After his days at Kittatinny, playing in the Sussex County Interscholastic League, Trimper played Division 3 ball at Eastern Connecticut State and would begin his college coaching career almost immediately after. He was an assistant at Wentworth for two years before taking an assistant head coach gig at the University of Vermont. His first head-coaching job was at basketball-crazy Manhattan College, where he posted a 172-174-2 record in 1998-2005, certainly admirable given that program’s humble beginnings. He was named MAAC Conference Coach of the Year in 2002.

Trimper moved on to the University of Maine head job in 2006, posting a 309-292-2 record through 2016. “I’m a Jersey boy,” says Trimper. “I played SCIL ball. New Jersey is known as a great baseball state. I spent much of my career in the northeast and recruited New Jersey heavily. But Maine was a little different. It was difficult to get New Jersey kids to Maine. We had an easier time getting Florida kids to Maine, strange as that sounds. My biggest obstacle was I had to recruit early because once a school came in that could flash a palm tree at a New Jersey kid, you lost him. That was my first thought when Stetson hired me. In fact, two kids who had signed at Maine followed me to Stetson.”

The move to Stetson was certainly career altering for Trimper and he wasted no time putting his staff together and jumping in the recruiting pool with the top southern schools.

“Once our staff was in place we went about recruiting Florida and we felt strongly about competing for northeast kids, taking a page from Virginia, Vanderbilt and North Carolina,” said Trimper. “We were excited to get up there. Jon Meola was a kid we tried to get out of high school but he ended up at Virginia. He later landed at Seminole College, just 30 minutes away. We were able to get him to transfer in. Then our next big one was Hylton.”

After Stetson won the Atlantic Sun Conference title last May, it played host to an NCAA Regional Tournament and darned if they didn’t go out and win it.

“That opened a lot of doors for us nationally,” said Trimper. Stetson would fall to North Carolina in the Super Regional, just two wins of a trip to Omaha and the 2018 College World Series.

Trimper has certainly earned the respect of his college-coaching peers, too, and this comment was delivered by one of the top coaches in the nation upon the Newton native’s arrival at Stetson.

“Steve is one of those coaches who has made the most of every situation,” said Vanderbilt coach Tim Corbin. “From his days as a recruiter at Vermont, to head coach at Manhattan and Maine, Steve has been able to cultivate strong programs while maximizing his resources.
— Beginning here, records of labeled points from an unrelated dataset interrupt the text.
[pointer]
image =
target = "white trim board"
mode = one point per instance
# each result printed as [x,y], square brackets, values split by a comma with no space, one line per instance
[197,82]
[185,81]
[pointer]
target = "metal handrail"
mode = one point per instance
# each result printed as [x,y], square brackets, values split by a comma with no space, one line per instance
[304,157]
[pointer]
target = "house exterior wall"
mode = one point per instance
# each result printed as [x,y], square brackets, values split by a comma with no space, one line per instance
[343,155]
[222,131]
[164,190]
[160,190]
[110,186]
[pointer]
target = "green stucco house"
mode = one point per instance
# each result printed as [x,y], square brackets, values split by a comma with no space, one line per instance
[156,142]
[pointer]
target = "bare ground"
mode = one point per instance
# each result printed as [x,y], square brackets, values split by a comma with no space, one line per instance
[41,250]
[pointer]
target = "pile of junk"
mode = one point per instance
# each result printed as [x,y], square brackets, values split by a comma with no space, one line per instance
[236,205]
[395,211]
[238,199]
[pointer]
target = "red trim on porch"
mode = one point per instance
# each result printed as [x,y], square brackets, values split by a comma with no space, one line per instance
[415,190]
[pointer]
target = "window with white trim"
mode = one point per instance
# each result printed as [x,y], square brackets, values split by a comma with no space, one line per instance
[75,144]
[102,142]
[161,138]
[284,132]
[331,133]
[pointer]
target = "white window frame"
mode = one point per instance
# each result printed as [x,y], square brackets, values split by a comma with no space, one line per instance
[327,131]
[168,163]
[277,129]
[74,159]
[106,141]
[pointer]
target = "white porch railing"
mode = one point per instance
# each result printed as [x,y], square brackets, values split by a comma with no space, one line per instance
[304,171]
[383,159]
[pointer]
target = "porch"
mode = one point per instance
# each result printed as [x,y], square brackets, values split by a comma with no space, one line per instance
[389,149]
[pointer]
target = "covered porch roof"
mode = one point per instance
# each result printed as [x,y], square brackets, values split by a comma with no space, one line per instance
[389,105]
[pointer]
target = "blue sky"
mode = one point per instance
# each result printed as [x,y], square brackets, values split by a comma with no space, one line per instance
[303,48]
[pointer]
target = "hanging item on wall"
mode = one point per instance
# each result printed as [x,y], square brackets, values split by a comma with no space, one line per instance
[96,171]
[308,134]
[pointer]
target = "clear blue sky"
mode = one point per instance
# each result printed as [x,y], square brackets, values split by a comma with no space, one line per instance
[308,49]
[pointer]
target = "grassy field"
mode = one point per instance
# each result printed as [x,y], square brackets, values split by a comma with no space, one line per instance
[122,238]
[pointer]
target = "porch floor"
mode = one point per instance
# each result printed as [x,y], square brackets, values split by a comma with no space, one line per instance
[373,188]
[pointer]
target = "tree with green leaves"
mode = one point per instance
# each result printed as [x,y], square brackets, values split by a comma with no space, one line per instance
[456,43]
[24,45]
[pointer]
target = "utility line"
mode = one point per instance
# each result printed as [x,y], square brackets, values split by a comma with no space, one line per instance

He has tremendous positive energy and will transition well into a program that has been led by one of the nation’s finest coaches (Pete Dunn).”

“The Northeast and New Jersey are going to be very big targets for us,” said Trimper. “We’d like to get 2, 3, 4 or 5 players. I have a lot of New Jersey ties, like Chris Roof, who is a hell of a coach and a good friend. He’s always helped me with kids. New Jersey is a heck of a baseball state, a very good athletic state. It gets overlooked from a national standpoint at times. The list of successful players the past 25-30 years is outstanding. There’s 15-20 New Jersey products getting drafted every year. You love New Jersey guys because they have that swag, that chip on their shoulder.”

Stetson would conclude 2018 at 48-13 and ranked between No. 10 and No. 13 in five separate national polls as Trimper earned his third college Coach of the Year honor, this time by the ASUN Conference.

“It was rewarding to see the guys have that kind of success,” said Trimper. “My father was the athletic director at Hopatcong and a wrestling and football coach at Kittatinny. That's where I got that work ethic, playing three sports against good talent.”

Trimper experienced winning at a high level as a player, too, as his Newton American Legion team won a state championship at Breslin Field in Lyndhurst. His 40-6 Eastern Connecticut State squad won a Division 3 national title in 1990 in Battle Creek, Michigan.

The ultimate championship for Trimper, of course, would take place in Omaha.